In Missouri today, producers can apply for cost-share through the Environmental Quality Incentives Program. “Thanks to that program, more than 40,000 acres of irrigated land now utilize surge valves in southeast Missouri,” NRCS' Hester said.

It didn't take long for Williams to witness the positive impact conservation was having on his family's Century Farm. “The first, and most obvious benefit, is the reduction in my pumping costs,” he said.

“Second, my fertilizer costs are lower because less of it leaches out in the new irrigation process. And finally, we've noticed a slight increase in yields, because I'm not over-watering some areas and under-watering others.”

And if those benefits weren't enough to make him a believer, Williams was able to realize a significant reduction in labor costs.
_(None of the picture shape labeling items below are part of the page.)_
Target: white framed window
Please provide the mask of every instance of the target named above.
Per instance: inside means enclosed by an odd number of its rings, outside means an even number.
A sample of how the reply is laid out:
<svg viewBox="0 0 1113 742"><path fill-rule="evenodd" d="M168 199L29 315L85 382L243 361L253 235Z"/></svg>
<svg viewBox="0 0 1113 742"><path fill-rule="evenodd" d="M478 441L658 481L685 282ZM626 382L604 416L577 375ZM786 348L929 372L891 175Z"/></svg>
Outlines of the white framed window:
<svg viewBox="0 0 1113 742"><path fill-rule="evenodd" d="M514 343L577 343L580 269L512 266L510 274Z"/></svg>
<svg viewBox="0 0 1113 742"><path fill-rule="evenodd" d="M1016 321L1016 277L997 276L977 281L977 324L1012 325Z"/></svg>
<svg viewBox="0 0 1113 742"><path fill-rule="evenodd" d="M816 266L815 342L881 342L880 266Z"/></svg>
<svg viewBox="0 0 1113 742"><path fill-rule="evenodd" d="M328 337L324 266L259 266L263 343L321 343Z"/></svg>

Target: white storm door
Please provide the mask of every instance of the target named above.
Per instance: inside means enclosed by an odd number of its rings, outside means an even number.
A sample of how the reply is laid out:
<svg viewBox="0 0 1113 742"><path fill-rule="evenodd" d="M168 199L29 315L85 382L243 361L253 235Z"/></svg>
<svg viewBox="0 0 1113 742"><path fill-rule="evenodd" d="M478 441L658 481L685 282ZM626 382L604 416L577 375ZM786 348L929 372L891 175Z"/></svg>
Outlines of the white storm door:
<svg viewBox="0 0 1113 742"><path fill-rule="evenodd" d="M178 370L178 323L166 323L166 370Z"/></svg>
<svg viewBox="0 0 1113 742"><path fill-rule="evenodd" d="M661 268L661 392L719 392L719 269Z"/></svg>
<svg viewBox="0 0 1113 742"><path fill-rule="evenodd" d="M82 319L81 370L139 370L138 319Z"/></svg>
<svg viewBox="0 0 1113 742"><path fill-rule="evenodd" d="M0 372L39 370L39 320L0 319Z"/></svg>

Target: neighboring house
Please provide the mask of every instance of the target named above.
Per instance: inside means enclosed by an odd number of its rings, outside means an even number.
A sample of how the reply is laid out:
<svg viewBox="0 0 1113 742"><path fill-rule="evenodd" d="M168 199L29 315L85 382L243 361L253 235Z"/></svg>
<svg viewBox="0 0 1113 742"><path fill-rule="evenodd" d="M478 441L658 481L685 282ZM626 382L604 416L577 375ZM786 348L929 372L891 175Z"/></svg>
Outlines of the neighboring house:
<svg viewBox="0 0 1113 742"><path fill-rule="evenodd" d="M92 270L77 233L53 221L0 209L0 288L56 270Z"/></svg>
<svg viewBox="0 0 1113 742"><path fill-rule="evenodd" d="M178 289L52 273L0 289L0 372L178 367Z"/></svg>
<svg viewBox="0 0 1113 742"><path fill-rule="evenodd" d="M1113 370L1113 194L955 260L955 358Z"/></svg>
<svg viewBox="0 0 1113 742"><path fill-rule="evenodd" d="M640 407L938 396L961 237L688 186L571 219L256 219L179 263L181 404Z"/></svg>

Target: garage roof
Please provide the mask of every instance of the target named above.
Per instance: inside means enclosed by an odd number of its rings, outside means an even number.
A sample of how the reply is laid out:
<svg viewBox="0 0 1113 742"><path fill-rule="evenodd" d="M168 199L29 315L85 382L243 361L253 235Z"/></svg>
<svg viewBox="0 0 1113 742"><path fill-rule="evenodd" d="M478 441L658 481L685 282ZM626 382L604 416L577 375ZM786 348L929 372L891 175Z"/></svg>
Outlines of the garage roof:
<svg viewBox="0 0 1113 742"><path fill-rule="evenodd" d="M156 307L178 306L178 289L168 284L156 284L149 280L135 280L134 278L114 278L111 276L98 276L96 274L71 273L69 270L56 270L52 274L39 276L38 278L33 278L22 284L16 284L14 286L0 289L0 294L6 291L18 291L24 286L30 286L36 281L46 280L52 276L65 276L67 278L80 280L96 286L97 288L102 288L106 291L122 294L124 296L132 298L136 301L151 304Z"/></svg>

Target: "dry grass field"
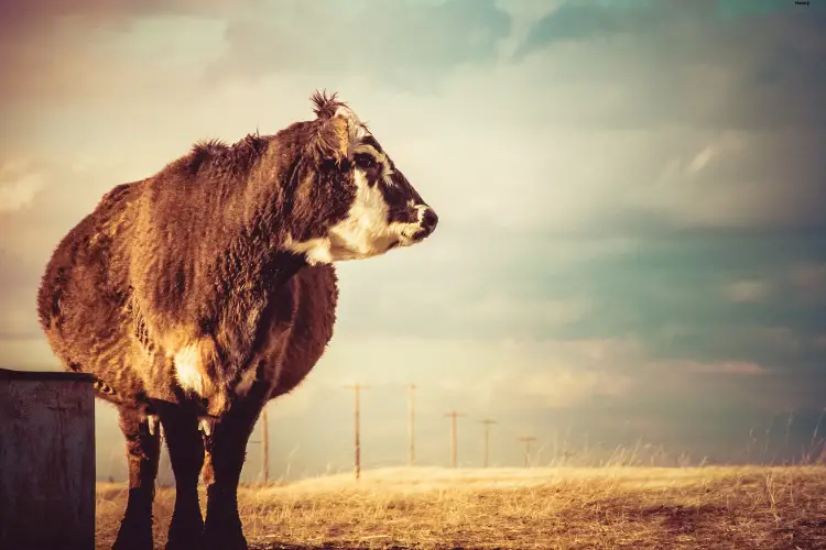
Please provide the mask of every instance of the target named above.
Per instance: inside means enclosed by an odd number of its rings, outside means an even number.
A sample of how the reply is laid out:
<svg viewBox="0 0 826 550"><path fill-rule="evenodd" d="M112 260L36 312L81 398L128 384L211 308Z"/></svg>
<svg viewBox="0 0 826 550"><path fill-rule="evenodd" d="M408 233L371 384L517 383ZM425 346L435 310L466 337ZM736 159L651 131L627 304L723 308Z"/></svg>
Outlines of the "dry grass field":
<svg viewBox="0 0 826 550"><path fill-rule="evenodd" d="M826 549L823 466L383 469L239 502L251 549ZM157 548L173 503L160 490ZM123 485L99 484L98 548L124 504Z"/></svg>

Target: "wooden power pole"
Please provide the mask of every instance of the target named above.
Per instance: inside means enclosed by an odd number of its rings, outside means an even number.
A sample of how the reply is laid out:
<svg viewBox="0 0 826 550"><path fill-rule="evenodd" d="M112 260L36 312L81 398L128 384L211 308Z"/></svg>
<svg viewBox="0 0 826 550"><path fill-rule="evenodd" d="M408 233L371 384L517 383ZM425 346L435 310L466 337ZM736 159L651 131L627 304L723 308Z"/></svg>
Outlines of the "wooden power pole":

“Because of the increase in irrigation efficiencies, I'm personally spending less time in the field, and my paid labor costs are down as well.”

As critical as the bottom line is to his business, Williams also knows that the benefits of irrigation water management transcend pure economics, resulting in numerous benefits to the environment.

“I'm using less fuel in pumping water,” he said. “Less fuel use means fewer emissions into the atmosphere. And because I have better irrigation control, there's less runoff and leaching of fertilizers and herbicides — all of which lead to better water,” Williams said.

The 2002 farm bill could provide additional incentives for cotton producers and others to invest in conservation systems. “Depending on the identified local resource priorities,” said NRCS Chief Bruce I. Knight, “cost-share and incentive payments may be available to help producers offset the costs of installing and maintaining conservation systems, including irrigation water management systems.”

But even with the authorization increases in farm bill conservation programs, Knight said, conservation demands still outpace available program funding, so natural resource priorities and cost-share rates will have to be decided at the state and local levels.

“Most of the decisions regarding conservation priorities and cost-share rates will be determined by the state conservationists, with advice from state technical committees and local working groups,” he said.


Ron Nichols is a writer for USDA's Natural Resources Conservation Service.